Liu Tony, Nicholas Jennifer, Theilig Max M, Guntuku Sharath C, Kording Konrad, Mohr David C, Ungar Lyle
University of Pennsylvania, USA.
Northwestern University, USA.
Proc ACM Interact Mob Wearable Ubiquitous Technol. 2019 Dec;3(4). doi: 10.1145/3369820.
Estimating the category and quality of interpersonal relationships from ubiquitous phone sensor data matters for studying mental well-being and social support. Prior work focused on using communication volume to estimate broad relationship categories, often with small samples. Here we contextualize communications by combining phone logs with demographic and location data to predict interpersonal relationship roles on a varied sample population using automated machine learning methods, producing better performance (1 = 0.68) than using communication features alone (1 = 0.62). We also explore the effect of age variation in the underlying training sample on interpersonal relationship prediction and find that models trained on younger subgroups, which is popular in the field via student participation and recruitment, generalize poorly to the wider population. Our results not only illustrate the value of using data across demographics, communication patterns and semantic locations for relationship prediction, but also underscore the importance of considering population heterogeneity in phone-based personal sensing studies.

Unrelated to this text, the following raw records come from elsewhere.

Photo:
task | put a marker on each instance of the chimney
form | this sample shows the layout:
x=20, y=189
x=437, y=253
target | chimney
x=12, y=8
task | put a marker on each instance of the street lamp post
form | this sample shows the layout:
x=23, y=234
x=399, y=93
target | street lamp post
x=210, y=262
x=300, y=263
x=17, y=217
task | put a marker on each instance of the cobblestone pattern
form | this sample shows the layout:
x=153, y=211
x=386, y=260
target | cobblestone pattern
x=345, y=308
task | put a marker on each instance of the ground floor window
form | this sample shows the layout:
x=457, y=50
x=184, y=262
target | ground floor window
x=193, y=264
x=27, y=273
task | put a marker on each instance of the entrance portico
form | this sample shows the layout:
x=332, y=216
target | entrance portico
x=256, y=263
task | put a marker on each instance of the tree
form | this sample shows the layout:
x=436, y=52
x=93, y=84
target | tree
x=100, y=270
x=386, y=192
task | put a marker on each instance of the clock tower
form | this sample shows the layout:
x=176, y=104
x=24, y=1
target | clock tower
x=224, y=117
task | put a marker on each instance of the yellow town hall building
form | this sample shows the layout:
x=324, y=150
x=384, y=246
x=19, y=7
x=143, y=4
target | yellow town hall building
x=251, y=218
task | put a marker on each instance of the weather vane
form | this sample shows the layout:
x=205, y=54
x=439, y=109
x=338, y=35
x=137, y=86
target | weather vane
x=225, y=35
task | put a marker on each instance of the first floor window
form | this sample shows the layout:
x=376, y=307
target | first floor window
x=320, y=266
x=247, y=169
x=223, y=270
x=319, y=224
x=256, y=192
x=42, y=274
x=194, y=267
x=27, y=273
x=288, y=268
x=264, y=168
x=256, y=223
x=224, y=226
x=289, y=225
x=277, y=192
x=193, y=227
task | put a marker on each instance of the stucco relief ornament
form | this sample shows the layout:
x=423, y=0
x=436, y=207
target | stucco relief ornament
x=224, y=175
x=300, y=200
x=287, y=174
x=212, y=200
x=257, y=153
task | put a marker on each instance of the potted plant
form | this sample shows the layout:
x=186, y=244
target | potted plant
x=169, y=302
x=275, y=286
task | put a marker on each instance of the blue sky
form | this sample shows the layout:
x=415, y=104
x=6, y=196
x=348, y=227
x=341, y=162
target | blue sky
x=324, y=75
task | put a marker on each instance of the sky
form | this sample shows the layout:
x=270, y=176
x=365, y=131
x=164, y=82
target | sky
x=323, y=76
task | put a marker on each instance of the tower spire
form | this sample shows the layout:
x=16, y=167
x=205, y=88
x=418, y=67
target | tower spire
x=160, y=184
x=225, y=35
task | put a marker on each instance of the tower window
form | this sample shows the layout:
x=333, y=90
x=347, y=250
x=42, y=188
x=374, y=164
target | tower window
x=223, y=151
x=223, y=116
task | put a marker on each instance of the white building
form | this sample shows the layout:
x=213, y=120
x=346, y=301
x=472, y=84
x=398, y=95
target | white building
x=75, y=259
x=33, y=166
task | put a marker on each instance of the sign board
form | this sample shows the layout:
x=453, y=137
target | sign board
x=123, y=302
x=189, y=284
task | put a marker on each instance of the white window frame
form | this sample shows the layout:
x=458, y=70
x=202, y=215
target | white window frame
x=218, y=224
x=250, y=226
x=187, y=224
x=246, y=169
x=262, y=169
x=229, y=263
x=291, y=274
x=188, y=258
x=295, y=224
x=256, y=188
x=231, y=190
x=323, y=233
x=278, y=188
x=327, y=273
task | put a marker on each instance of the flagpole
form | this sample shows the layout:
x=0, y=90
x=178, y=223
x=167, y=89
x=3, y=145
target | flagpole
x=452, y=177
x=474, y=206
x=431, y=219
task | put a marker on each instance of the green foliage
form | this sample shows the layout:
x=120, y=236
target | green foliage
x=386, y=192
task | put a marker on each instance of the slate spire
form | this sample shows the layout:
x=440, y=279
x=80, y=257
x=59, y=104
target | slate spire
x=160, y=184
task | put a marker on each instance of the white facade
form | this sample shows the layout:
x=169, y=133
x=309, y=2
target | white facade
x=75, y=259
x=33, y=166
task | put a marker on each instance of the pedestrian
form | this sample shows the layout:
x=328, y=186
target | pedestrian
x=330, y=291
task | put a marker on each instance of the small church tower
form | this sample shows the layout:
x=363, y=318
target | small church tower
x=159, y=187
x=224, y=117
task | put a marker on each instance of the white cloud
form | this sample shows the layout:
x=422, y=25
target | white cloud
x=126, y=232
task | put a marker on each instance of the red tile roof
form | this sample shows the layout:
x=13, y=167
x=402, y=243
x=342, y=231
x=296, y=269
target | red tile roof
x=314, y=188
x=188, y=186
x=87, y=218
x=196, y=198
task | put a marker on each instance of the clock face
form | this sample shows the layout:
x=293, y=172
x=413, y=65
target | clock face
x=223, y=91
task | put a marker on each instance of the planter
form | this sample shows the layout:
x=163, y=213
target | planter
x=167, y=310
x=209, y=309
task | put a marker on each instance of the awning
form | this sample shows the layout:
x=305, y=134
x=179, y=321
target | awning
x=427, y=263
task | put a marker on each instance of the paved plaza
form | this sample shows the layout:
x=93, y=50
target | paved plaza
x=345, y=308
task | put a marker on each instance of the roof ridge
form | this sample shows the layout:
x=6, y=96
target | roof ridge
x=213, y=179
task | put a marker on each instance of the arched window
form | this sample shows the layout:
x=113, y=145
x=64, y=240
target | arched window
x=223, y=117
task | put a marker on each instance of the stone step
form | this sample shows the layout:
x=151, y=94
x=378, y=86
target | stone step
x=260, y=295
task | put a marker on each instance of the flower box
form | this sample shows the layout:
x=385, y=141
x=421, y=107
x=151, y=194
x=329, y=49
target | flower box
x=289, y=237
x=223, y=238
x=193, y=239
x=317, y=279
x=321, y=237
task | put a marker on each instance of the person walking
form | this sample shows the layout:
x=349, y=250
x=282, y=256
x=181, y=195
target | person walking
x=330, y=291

从无处不在的手机传感器数据中估计人际关系的类别和质量对于研究心理健康和社会支持至关重要。先前的工作侧重于使用通信量来估计广泛的关系类别,样本通常较小。在这里,我们通过将电话记录与人口统计和位置数据相结合来对通信进行情境化,以使用自动化机器学习方法在不同的样本人口中预测人际关系角色,其性能(F1 = 0.68)优于仅使用通信特征(F1 = 0.62)。我们还探讨了基础训练样本中的年龄差异对人际关系预测的影响,发现通过学生参与和招募在该领域很流行的、基于较年轻亚组训练的模型,对更广泛人群的泛化能力较差。我们的结果不仅说明了使用跨人口统计、通信模式和语义位置的数据进行关系预测的价值,还强调了在基于手机的个人传感研究中考虑人群异质性的重要性。